Nothing that occurred on the field or court in the 2010-2011 school year was as significant as the firing of Bruce Pearl, who had revitalized a mediocre basketball program into an NCAA tournament regular and revived an apathetic fan base as well.
But Pearl's dismissal was neither as tragic nor as traumatic for fans as this year's departure of legendary women's basketball coach Pat Summitt, who was forced to relinquish her position due to early onset dementia.
In each case, UT suffered a terrible loss. The two school years also produced remarkably similar results.
The football teams both lost seven games.
The men's basketball teams both won 19.
The women's basketball team made the Elite Eight of the NCAA tournament each season.
The 2011 baseball team was 7-23 in the SEC; this year's team was 8-22.
Only the softball team improved its status. It won three more games (from 49 to 52) and reached the Women's College World Series this season.
Next season could be better. You could say that about other sports programs as well.
Football — It's typical of fans to raise their expectations the closer they get to a new season. But there's hard evidence to support such optimism in UT football.
After back-to-back seven-loss seasons, the Vols return 20 starters. And third-year coach Derek Dooley has bolstered his depth chart through recruiting.
Eight victories seem realistic, and you could make a case for nine.
Men's basketball — Like football, it should be much improved. In a transitional season from Pearl to first-year coach Cuonzo Martin, the Vols managed to win 19 games and 10 in SEC regular-season play.
They lost only one starter and will return their top four scorers. Based on the Vols' talent and experience, Florida coach Billy Donovan says they could be the team to beat in the SEC.
Women's basketball — The Lady Vols have lost more than Summitt. Also gone are five players,
three of whom were taken in the WNBA draft.
But there's still potential for continued success with a nucleus of promising players like Meighan Simmons, Taber Spani, Ariel Massengale, Kamiko Williams and Cierra Burdick. Also, UT will have the advantage of playing the first two rounds of the NCAA tournament on its home floor.
Softball — Almost immediately after the Lady Vols lost in the Women's College World Series, co-head coach Ralph Weekly vowed the team would be better in 2013.
You didn't have to look further than his starting lineup to understand his confidence. The Lady Vols will return eight of 10 starters in addition to their pitching staff.
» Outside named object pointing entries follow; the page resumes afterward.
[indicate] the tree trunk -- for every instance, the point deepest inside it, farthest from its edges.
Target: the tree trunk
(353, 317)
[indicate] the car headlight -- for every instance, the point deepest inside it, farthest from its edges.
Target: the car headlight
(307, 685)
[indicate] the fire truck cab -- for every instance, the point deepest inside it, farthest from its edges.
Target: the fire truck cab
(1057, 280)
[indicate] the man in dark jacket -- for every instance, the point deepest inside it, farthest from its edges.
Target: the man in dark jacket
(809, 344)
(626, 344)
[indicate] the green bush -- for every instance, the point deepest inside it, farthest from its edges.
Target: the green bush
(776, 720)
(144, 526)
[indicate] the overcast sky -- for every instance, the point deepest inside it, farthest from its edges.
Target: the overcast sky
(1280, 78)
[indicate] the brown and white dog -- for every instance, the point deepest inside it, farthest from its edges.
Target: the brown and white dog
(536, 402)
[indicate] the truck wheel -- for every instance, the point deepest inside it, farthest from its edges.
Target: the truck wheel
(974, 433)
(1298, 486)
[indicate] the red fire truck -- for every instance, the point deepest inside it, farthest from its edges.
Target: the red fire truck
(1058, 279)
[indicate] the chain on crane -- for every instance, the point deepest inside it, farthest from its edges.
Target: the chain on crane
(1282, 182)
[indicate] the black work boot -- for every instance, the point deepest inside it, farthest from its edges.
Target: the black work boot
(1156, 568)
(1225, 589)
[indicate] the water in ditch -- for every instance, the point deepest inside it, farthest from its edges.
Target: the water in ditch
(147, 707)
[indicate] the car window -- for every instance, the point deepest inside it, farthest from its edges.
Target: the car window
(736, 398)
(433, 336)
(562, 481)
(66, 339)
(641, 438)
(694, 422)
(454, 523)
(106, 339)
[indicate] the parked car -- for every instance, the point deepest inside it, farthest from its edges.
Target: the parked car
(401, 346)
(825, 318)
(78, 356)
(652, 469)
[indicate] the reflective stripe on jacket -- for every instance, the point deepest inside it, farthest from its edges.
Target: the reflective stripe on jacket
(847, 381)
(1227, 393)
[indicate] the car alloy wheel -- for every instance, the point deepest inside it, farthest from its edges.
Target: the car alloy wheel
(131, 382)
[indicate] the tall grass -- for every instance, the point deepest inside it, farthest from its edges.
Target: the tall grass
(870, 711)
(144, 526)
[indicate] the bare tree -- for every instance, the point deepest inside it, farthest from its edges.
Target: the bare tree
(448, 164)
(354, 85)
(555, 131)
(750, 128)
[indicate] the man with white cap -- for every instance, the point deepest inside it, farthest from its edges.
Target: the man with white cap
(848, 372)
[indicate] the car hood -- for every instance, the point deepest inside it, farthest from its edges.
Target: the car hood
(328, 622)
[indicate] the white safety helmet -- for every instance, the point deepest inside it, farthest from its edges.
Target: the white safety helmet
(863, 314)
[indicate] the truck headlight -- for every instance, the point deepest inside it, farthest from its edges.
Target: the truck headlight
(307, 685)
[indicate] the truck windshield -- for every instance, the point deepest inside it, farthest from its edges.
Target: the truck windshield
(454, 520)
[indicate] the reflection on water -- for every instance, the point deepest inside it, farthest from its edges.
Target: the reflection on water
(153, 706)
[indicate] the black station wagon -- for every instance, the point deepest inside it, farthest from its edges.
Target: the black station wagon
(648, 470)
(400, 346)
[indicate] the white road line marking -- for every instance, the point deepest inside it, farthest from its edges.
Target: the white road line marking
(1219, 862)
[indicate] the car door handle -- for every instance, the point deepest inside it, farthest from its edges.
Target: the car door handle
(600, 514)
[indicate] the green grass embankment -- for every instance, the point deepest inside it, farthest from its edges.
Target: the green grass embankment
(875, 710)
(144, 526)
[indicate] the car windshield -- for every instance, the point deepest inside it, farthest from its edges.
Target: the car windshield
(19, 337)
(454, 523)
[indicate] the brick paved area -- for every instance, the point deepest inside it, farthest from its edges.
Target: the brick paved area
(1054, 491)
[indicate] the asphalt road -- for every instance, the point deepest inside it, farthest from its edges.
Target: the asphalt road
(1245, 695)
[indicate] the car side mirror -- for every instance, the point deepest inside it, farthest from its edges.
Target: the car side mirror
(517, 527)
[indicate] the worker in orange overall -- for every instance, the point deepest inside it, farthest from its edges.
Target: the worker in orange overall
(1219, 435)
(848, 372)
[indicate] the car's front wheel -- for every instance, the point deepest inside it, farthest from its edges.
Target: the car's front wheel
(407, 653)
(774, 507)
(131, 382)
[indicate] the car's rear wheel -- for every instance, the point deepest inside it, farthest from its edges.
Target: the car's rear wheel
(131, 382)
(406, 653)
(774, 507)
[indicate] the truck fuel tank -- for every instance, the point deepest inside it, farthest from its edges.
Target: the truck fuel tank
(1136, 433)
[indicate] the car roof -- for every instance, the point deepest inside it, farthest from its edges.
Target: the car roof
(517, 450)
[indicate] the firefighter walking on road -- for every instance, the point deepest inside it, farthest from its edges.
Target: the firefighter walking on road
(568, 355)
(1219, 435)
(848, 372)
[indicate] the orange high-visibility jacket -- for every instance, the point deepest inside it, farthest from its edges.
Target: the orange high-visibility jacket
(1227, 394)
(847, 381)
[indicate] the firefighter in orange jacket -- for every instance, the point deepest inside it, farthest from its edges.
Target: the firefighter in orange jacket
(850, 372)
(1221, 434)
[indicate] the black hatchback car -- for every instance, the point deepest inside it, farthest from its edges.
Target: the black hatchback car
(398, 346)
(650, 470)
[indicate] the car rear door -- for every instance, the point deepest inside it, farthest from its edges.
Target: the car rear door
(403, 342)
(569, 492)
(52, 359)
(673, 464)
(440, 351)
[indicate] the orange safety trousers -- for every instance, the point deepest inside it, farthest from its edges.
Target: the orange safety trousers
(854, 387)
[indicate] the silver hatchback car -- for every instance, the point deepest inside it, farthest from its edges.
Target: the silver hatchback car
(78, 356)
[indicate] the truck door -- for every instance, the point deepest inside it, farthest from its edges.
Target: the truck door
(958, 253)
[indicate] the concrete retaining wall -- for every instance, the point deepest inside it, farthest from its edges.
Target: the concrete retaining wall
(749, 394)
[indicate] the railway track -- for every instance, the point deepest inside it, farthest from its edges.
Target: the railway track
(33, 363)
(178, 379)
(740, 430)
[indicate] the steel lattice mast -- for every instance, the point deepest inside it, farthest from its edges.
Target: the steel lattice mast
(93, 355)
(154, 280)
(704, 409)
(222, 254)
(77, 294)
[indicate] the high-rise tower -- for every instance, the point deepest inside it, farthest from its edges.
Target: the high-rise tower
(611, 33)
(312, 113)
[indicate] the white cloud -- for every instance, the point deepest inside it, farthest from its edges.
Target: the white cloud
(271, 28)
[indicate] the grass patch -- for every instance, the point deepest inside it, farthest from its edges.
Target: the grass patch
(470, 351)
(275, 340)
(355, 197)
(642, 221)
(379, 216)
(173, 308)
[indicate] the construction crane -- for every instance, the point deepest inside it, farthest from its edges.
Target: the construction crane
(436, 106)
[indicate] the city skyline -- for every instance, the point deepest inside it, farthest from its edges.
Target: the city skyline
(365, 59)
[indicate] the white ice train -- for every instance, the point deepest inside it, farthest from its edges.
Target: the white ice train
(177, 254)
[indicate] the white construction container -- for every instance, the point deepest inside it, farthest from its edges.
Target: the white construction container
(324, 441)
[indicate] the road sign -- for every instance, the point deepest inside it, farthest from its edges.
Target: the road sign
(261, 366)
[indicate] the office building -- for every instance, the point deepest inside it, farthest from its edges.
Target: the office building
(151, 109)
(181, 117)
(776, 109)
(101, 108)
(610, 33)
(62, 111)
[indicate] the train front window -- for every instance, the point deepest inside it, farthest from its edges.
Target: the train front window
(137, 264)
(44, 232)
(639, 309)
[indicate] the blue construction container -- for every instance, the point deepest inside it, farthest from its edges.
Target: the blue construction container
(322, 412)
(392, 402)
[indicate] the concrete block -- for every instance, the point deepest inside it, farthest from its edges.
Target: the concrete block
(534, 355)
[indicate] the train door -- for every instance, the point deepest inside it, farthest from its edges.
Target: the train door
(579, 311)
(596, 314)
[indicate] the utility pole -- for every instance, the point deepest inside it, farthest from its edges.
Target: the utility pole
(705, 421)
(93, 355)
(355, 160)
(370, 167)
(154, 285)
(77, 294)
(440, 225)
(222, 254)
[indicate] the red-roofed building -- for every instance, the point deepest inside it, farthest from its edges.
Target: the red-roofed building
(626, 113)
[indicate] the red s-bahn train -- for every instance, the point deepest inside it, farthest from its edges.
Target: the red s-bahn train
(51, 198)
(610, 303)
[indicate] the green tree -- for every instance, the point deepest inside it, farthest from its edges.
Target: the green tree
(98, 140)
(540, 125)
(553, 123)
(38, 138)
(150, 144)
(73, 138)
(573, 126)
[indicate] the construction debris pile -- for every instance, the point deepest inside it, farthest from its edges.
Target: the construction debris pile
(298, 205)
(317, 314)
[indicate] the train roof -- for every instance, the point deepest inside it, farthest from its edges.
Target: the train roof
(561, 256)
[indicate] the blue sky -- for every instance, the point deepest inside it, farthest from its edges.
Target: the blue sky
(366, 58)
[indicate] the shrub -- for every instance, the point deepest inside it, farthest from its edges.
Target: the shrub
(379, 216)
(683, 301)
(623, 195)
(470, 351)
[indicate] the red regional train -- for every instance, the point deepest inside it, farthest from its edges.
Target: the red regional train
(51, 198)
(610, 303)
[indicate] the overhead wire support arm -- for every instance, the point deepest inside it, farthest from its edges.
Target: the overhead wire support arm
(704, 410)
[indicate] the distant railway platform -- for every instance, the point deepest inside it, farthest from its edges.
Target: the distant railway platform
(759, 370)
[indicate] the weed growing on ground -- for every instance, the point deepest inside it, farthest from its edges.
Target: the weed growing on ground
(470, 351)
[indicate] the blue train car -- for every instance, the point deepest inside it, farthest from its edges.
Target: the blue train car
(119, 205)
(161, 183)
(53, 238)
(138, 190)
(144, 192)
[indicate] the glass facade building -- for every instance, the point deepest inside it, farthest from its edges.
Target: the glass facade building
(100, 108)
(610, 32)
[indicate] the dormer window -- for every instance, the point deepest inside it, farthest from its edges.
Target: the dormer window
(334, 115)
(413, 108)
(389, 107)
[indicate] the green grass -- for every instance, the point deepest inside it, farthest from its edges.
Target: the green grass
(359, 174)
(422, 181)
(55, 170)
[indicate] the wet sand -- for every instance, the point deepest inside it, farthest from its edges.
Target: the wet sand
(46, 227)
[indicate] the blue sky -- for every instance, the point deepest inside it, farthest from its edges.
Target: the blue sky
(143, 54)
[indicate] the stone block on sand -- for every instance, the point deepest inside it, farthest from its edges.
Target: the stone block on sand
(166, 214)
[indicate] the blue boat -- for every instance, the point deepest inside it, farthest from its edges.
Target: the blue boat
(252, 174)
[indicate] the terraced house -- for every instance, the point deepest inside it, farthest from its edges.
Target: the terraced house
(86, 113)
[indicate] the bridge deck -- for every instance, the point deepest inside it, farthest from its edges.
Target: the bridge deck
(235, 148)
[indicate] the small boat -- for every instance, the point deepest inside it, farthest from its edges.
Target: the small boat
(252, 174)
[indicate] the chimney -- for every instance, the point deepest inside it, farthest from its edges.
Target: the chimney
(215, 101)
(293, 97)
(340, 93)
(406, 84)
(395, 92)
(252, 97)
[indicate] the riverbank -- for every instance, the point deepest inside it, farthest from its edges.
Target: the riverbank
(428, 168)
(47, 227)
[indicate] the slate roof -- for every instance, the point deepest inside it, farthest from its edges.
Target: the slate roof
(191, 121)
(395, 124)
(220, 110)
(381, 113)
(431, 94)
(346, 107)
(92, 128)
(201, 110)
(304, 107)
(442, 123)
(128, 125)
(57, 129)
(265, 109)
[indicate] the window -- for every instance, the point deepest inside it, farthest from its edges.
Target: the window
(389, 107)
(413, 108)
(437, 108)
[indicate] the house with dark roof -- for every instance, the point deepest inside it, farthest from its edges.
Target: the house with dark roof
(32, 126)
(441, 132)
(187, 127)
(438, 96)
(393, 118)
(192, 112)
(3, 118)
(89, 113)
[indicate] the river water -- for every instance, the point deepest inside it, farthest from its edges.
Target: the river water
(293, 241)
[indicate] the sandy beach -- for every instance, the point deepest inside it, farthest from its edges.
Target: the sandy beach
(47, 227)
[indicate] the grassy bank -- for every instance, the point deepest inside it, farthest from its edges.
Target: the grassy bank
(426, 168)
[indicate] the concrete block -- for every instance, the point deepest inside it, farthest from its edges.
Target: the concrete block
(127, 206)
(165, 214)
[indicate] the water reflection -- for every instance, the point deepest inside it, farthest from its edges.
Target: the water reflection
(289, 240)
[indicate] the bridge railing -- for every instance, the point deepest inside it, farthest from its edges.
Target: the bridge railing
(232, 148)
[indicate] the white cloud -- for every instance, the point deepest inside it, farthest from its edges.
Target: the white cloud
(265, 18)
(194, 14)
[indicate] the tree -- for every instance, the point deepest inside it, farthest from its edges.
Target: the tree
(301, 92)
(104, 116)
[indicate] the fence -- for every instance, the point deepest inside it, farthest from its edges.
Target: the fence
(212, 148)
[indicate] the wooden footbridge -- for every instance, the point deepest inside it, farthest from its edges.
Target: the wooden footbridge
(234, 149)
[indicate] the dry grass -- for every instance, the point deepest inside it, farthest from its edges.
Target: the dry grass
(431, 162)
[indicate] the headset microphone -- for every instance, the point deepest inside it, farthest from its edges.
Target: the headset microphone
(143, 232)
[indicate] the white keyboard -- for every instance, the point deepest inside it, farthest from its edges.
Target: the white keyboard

They also will add six freshmen, most notably pitcher Erin Gabriel.
Baseball — As bad as UT was in 2012, improvement should be a given, even in a conference as competitive as the SEC. Coach Dave Serrano's coaching track record elsewhere also bodes well for a program that hasn't qualified for the SEC tournament in Hoover, Ala., since 2007.
Serrano plans to bring in 23 new players and is setting his sights high.
In a letter to fans, he wrote: "My ultimate dream is the day when we can all celebrate the return of the program to its rightful spot among the nation's elite."
Next season, UT fans would settle for a trip to Hoover.